期刊名称:Proceedings of the National Academy of Sciences
印刷版ISSN:0027-8424
电子版ISSN:1091-6490
出版年度:2022
卷号:119
期号:26
DOI:10.1073/pnas.2121400119
语种:English
出版社:The National Academy of Sciences of the United States of America
摘要:Significance
Iron misdistribution underlies various diseases, ranging from anemia to neurodegeneration, but approaches to addressing this general problem are lacking. We recently reported that a small molecule natural product, hinokitiol, is capable of restoring hemoglobinization in various animal models with missing iron transporters. We now show that hinokitiol is capable of redistributing iron systemically, which in turn restores iron homeostasis in ferroportin-deficient mice and in primary macrophages derived from patients with ferroportin disease. We also elucidated the stepwise mechanism of hinokitiol-mediated iron redistribution and physiological restoration. Together, these results provide foundational support for using a molecular prosthetics approach for better understanding and possibly treating iron misdistribution.

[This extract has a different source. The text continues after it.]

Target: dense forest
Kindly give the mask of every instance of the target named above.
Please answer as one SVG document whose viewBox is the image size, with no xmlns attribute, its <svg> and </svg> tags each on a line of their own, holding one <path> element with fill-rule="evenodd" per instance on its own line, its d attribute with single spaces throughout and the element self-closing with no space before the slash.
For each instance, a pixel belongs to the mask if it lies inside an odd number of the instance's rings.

Deficiencies of the transmembrane iron-transporting protein ferroportin (FPN1) cause the iron misdistribution that underlies ferroportin disease, anemia of inflammation, and several other human diseases and conditions. A small molecule natural product, hinokitiol, was recently shown to serve as a surrogate transmembrane iron transporter that can restore hemoglobinization in zebrafish deficient in other iron transporting proteins and can increase gut iron absorption in FPN1-deficient flatiron mice. However, whether hinokitiol can restore normal iron physiology in FPN1-deficient animals or primary cells from patients and the mechanisms underlying such targeted activities remain unknown. Here, we show that hinokitiol redistributes iron from the liver to red blood cells in flatiron mice, thereby increasing hemoglobin and hematocrit. Mechanistic studies confirm that hinokitiol functions as a surrogate transmembrane iron transporter to release iron trapped within liver macrophages, that hinokitiol-Fe complexes transfer iron to transferrin, and that the resulting transferrin-Fe complexes drive red blood cell maturation in a transferrin-receptor–dependent manner. We also show in FPN1-deficient primary macrophages derived from patients with ferroportin disease that hinokitiol moves labile iron from inside to outside cells and decreases intracellular ferritin levels. The mobilization of nonlabile iron is accompanied by reductions in intracellular ferritin, consistent with the activation of regulated ferritin proteolysis. These findings collectively provide foundational support for the translation of small molecule iron transporters into therapies for human diseases caused by iron misdistribution.